How we built an event-driven architecture at Drop

Published in

Drop Engineering

9 min readJun 22, 2021

Drop aims to be the most personalized rewards platform in the world.

“Do things that don’t scale” is a common adage heard at early-stage startups, and building software is no exception to this rule. As a startup grows, though, unscalable software solutions need to be revisited and rearchitected, as software architecture that worked for thousands of users may not work for a user base in the millions! Here at Drop, we’re moving towards an event-driven architecture to support our scaling needs. In this blog post, I’ll cover the following topics:

what is an event-driven architecture?
how did Drop build an event-driven architecture?
what are Drop’s first use cases for an event-driven architecture?

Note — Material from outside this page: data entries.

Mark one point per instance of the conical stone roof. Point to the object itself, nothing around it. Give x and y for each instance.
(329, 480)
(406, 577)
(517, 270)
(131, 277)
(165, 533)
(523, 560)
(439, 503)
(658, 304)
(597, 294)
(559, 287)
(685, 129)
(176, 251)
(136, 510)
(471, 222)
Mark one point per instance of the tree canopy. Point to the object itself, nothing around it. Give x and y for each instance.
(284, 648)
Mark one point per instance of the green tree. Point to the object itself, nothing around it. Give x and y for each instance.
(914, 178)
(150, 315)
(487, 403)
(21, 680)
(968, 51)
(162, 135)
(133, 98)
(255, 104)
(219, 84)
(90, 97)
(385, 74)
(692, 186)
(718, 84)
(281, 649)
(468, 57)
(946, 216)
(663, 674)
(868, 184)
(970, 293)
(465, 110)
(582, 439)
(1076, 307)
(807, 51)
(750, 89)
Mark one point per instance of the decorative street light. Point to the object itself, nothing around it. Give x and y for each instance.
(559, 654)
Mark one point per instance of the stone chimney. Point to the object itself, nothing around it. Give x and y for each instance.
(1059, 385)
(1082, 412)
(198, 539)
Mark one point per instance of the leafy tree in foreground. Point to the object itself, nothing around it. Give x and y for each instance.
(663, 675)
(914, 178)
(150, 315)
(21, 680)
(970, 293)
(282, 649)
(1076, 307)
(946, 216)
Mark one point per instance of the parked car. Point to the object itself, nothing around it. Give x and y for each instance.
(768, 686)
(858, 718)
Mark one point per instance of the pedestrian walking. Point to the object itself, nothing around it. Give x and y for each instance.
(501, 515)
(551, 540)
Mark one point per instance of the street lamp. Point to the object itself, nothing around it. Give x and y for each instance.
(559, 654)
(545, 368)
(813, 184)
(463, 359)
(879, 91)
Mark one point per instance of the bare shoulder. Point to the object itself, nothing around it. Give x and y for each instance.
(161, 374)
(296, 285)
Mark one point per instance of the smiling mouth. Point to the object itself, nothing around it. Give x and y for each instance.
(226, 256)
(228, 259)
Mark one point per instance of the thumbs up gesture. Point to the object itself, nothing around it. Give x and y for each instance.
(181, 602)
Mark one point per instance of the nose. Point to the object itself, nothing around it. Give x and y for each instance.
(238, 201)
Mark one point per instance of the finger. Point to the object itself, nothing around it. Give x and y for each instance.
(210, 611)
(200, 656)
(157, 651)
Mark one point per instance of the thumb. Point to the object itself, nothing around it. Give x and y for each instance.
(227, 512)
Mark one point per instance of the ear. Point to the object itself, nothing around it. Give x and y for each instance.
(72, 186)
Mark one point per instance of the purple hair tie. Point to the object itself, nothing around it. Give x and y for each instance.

What is an event-driven architecture?

Firstly, what is an event? An event refers to some change of state in a software system; computations that cause this state change are referred to as event producers, while computations that occur as a result of this state change are called event consumers. The goal of an event-driven architecture is to decouple our producer logic from our consumer logic.

Consider the following Ruby on Rails code snippet:

class Foo < ApplicationRecord
  after_create :call_bar_service  private  def call_bar_service
    BarService.new.perform_async(self.id)
  end
end

In this example:

our event is an INSERT to the foos table in a SQL database
our event producer is a call to .create on Foo
our event consumer is our BarService Sidekiq job, which performs asynchronously using the new Foo instance’s ID as a parameter

The implementation of Foo has knowledge of BarService, meaning our producer and consumer are tightly coupled. We want to avoid this type of design; the above example is simple, but this type of tight coupling in a large codebase makes a software application difficult and expensive to maintain. An event driven architecture should enable a BarService to run without Foo having any knowledge of that service; in other words, these software components would be decoupled.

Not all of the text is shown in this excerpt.